Mandy Locke and Joseph Neff are among four finalists for the Michael Kelly Award, presented by the Atlantic Media Company to reporters who exhibit "the fearless pursuit and expression of truth." Kelly was the editor of National Journal and The Atlantic Monthly who died while covering the war in Iraq in 2003.
Locke and Neff researched and wrote a four-part series, "Agents' Secrets," last August. It revealed that some SBI agents were bullying vulnerable suspects and that some lab analysts had pushed past the accepted bounds of science to deliver results that helped prosecutors' cases.
Locke, 32, came to The N&O in 2004. She covered the case of Greg Taylor, a Wake County man who served 17 years for murder before being exonerated early in 2010. It was that case that led to the "Agents' Secrets" series.
Neff, 51, is a veteran investigative reporter who has written extensively about criminal justice.
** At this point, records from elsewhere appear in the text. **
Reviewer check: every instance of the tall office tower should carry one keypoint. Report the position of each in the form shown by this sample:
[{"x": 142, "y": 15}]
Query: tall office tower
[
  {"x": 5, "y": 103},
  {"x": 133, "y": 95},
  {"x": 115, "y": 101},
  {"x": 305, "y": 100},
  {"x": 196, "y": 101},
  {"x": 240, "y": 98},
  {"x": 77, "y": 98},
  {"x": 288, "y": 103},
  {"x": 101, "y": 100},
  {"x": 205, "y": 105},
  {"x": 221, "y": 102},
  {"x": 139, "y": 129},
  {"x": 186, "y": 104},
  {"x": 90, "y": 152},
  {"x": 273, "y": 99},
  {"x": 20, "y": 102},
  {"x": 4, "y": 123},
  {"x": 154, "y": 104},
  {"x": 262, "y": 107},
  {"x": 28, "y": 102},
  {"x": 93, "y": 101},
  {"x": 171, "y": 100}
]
He laid bare the prosecutorial misconduct of former Durham District Attorney Mike Nifong in the Duke lacrosse case, and in 2008, he worked on a series about the state's crippled probation system.
Other finalists for the award include journalists from The Associated Press, Mother Jones magazine and Slate. The finalists will attend a dinner in Washington later this month, when the winner will be announced.